More bipartisan bills are coming up in the US Congress as some lawmakers are trying to find ways of legislatively containing the enormous power that the likes of Google and Facebook have over the internet – in this instance, over the super lucrative digital ad market.
It’s no secret that there, these two giants form what’s effectively a duopoly, while their financial might relies on it, drawn from a business model crafted to continuously harvest data and track users.
According to The Information, we are now weeks away from Senator Mike Lee, a Republican, introducing a bill that aims to separate various segments of the advertising business, preventing monopolistic behavior. The report, based on unnamed sources, also said that Lee has the backing of Senator Amy Klobuchar, a Democrat who chairs the antitrust committee, and several others across the aisle.
In addition, according to the same sources, Lee is trying to garner support for a sister bill that would be introduced in the House, and is reportedly in talks with congressman David Cicilline and Ken Buck, a Democrat and a Republican, respectively.

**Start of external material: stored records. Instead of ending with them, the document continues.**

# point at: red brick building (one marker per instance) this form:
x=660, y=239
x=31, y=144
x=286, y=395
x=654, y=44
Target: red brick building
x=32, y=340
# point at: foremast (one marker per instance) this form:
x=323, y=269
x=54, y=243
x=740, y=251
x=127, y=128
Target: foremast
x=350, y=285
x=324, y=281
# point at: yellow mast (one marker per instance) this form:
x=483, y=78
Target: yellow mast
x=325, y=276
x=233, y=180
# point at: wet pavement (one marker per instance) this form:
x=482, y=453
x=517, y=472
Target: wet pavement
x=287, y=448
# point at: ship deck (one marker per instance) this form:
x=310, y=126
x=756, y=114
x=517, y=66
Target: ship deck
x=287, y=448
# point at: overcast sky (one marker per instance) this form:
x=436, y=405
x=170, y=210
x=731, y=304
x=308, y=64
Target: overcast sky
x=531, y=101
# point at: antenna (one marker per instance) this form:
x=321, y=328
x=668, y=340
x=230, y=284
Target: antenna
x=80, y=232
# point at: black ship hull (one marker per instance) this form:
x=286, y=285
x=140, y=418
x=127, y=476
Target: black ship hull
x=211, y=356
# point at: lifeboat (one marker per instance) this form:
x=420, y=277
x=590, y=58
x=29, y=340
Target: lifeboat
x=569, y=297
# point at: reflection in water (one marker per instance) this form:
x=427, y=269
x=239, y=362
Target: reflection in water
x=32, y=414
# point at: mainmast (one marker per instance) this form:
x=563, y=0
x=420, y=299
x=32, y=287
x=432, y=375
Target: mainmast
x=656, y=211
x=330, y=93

Specifically, a company like Google – that the bill seems to be targeting – would no longer be able to both own the ad exchange, and at the same time be a middleman for buyers and sellers. The bill aims to eliminate conflict of interest and antitrust behavior, the report suggests.
Moreover, Google’s control of the ad market is seen as harmful to the traditional media industry, with several lawsuits filed by hundreds of newspapers. Google denies it is operating a monopoly.
But its current grip on the ad market – comparable, a source from Google itself said, to Goldman Sachs owning the New York Stock Exchange – means the behemoth is able to earn fees that are seen to be unfairly high.
And while fees in a stock trade worth $100,000 will reach “a few dollars” – as Notre Dame antitrust law professor Roger P. Alford said during a Senate hearing held in January – an ad campaign of the same value would bring $20,000 to Google’s exchange.
In 2020, this business added up to $147 billion, over 80% of Google’s overall revenue.